It depends...
It all depends on what you're gonna use them for.
Tracking:
Any cheap closed phone that doesn't leak is gonna do it, because all that matters is isolation
Monitoring certain areas of the spectrum, using phones as microscopes:
- Sony 7506 is about the best "highlighter" I know. Doesn't sound balanced or good at all, but points out low-bass and digital noise very well. Most engineers I know check their mixes on these. They're the NS-10 of headphones.
- Sony 7509 isn't half bad either, flatter response than the 7506, but less highlighting effect.

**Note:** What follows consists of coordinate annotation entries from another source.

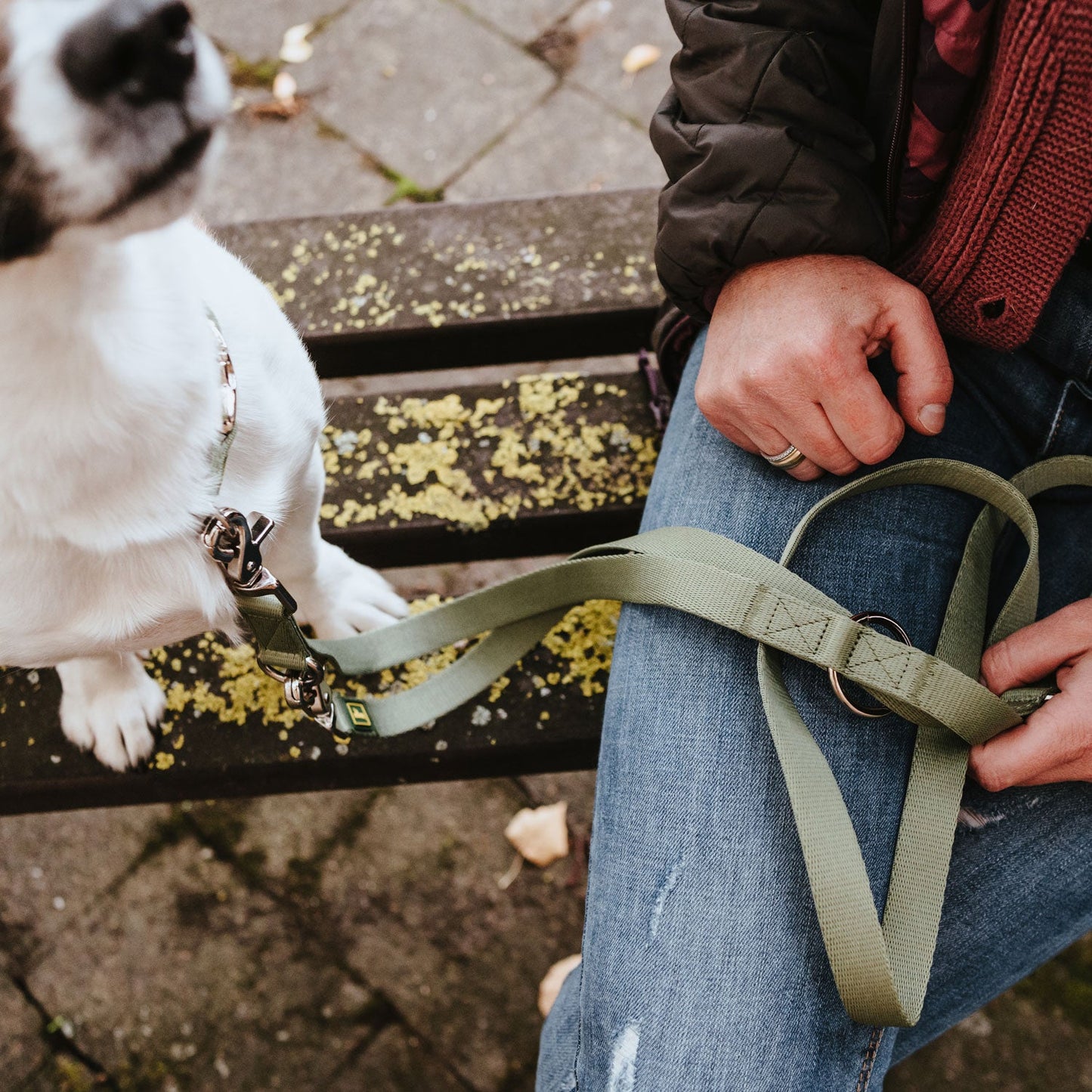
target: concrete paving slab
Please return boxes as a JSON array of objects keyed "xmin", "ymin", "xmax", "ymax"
[
  {"xmin": 0, "ymin": 977, "xmax": 48, "ymax": 1089},
  {"xmin": 322, "ymin": 782, "xmax": 582, "ymax": 1092},
  {"xmin": 463, "ymin": 0, "xmax": 574, "ymax": 42},
  {"xmin": 883, "ymin": 987, "xmax": 1092, "ymax": 1092},
  {"xmin": 22, "ymin": 839, "xmax": 379, "ymax": 1092},
  {"xmin": 447, "ymin": 88, "xmax": 666, "ymax": 201},
  {"xmin": 217, "ymin": 790, "xmax": 376, "ymax": 890},
  {"xmin": 0, "ymin": 806, "xmax": 169, "ymax": 973},
  {"xmin": 295, "ymin": 0, "xmax": 554, "ymax": 189},
  {"xmin": 200, "ymin": 102, "xmax": 393, "ymax": 224},
  {"xmin": 568, "ymin": 0, "xmax": 679, "ymax": 129},
  {"xmin": 323, "ymin": 1026, "xmax": 474, "ymax": 1092},
  {"xmin": 190, "ymin": 0, "xmax": 342, "ymax": 61}
]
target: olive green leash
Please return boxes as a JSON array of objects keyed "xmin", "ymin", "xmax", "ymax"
[{"xmin": 204, "ymin": 456, "xmax": 1092, "ymax": 1026}]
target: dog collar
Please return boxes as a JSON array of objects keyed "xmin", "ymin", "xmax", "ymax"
[{"xmin": 206, "ymin": 305, "xmax": 238, "ymax": 495}]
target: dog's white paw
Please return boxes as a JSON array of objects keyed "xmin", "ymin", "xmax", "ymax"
[
  {"xmin": 292, "ymin": 543, "xmax": 410, "ymax": 640},
  {"xmin": 57, "ymin": 654, "xmax": 167, "ymax": 770}
]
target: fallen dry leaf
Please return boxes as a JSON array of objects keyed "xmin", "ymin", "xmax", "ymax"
[
  {"xmin": 247, "ymin": 72, "xmax": 305, "ymax": 121},
  {"xmin": 621, "ymin": 45, "xmax": 663, "ymax": 76},
  {"xmin": 273, "ymin": 72, "xmax": 299, "ymax": 103},
  {"xmin": 278, "ymin": 23, "xmax": 314, "ymax": 64},
  {"xmin": 538, "ymin": 952, "xmax": 580, "ymax": 1020},
  {"xmin": 505, "ymin": 800, "xmax": 569, "ymax": 868}
]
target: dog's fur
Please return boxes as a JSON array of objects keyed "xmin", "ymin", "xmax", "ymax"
[{"xmin": 0, "ymin": 0, "xmax": 405, "ymax": 769}]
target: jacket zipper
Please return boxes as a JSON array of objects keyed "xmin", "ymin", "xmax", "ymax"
[{"xmin": 884, "ymin": 0, "xmax": 910, "ymax": 227}]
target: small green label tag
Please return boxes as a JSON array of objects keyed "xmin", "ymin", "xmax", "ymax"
[{"xmin": 345, "ymin": 699, "xmax": 371, "ymax": 729}]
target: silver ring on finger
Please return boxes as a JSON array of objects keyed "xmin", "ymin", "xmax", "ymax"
[{"xmin": 761, "ymin": 444, "xmax": 806, "ymax": 471}]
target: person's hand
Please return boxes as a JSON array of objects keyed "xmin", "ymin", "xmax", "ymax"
[
  {"xmin": 695, "ymin": 255, "xmax": 952, "ymax": 481},
  {"xmin": 971, "ymin": 599, "xmax": 1092, "ymax": 792}
]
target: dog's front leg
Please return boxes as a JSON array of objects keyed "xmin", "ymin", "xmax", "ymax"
[
  {"xmin": 57, "ymin": 652, "xmax": 166, "ymax": 770},
  {"xmin": 261, "ymin": 447, "xmax": 408, "ymax": 640}
]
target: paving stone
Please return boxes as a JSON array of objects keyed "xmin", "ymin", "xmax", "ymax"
[
  {"xmin": 296, "ymin": 0, "xmax": 554, "ymax": 189},
  {"xmin": 518, "ymin": 770, "xmax": 595, "ymax": 837},
  {"xmin": 183, "ymin": 0, "xmax": 345, "ymax": 61},
  {"xmin": 322, "ymin": 781, "xmax": 582, "ymax": 1092},
  {"xmin": 447, "ymin": 88, "xmax": 666, "ymax": 201},
  {"xmin": 0, "ymin": 977, "xmax": 47, "ymax": 1089},
  {"xmin": 463, "ymin": 0, "xmax": 576, "ymax": 42},
  {"xmin": 0, "ymin": 806, "xmax": 170, "ymax": 973},
  {"xmin": 200, "ymin": 102, "xmax": 392, "ymax": 224},
  {"xmin": 29, "ymin": 840, "xmax": 379, "ymax": 1092},
  {"xmin": 323, "ymin": 1026, "xmax": 465, "ymax": 1092},
  {"xmin": 215, "ymin": 790, "xmax": 377, "ymax": 888},
  {"xmin": 883, "ymin": 987, "xmax": 1092, "ymax": 1092},
  {"xmin": 568, "ymin": 0, "xmax": 679, "ymax": 127}
]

- Senn HD280 needs a lot of burn-in time (more than 200 hours) to sound right. Bass is very deep, but it's really hard to judge the impact.
Mixing/Mastering:
If you plan on mixing/mastering with phones, I suggest high quality headphones that are relatively flat and diffuse-field equalized, which means open headphones in the vein of
the Sennheiser HD600, AKG K240DF,
AKG K501,
Sennheiser HD595, Stax electrostatics,
BeyerDynamic DT-880, etc. I use the HD600 and get very good results (to my taste at least).You need an headphone amp to get the most of those though.
Don't listen to anyone that tells you you can't mix with headphones. This is only true if you don't listen to music in headphones all the time. I never listen to speakers cause they all sound like shite to me compared to good open headphones. Since I only listen to music on headphones, mixing is easy. Headphones also take the room out of the equation (which means less $$$ spent) and they provide a much better sense of bass than nearfields/mid-fields. And don't even get me started about the hassle of having a room treated for a sub...LOL! Headphone are a low-cost excellent solution. The only speakers I can handle now are some B&W Nautilus in a treated room, everything else sounds muddy and fake.